Rutger is studying the impacts on climate change, focusing on permafrost and hydrology.
Areas of expertise:
Rutger is currently working in a collaborative project with scientists from the State Hydrological Institute in St Petersburg, Russia, looking at uncertainties in the permafrost response to climate change. To this end, he is evaluating and applying the JULES using probabilistic climate scenarios. He is also involved in the European research projects Quantifying the carbon budget in Northern Russia: past, present and future (Carbo-North), studying ecosystem changes in northern Eurasia using the coupled climate-carbon cycle HadCM3C model, and Water and Global Change (WATCH), in which he is evaluating JULES with regard to the simulation of hydrology and river discharge in high latitude basins.
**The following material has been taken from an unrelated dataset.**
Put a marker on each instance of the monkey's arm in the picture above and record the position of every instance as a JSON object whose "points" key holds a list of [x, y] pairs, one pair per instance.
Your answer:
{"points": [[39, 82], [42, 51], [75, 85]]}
Before joining the Met Office in 2009, Rutger worked for three years at the Joint Research Centre of the European Commission (JRC) in Ispra, Italy. Here he studied the impact of climate change on river floods and streamflow droughts at European scale. Before that, he worked as a post-doc at the University of Utrecht in the Netherlands in the European FP5 project Global Change Vulnerabilities in the Barents Region: Linking Arctic Natural Resources, Climate Change and Economies (BALANCE) in which he was modelling freshwater discharge in the Barents Sea Region. Rutger obtained his PhD from the same university with a study on climate impacts on sub-Arctic hydrology.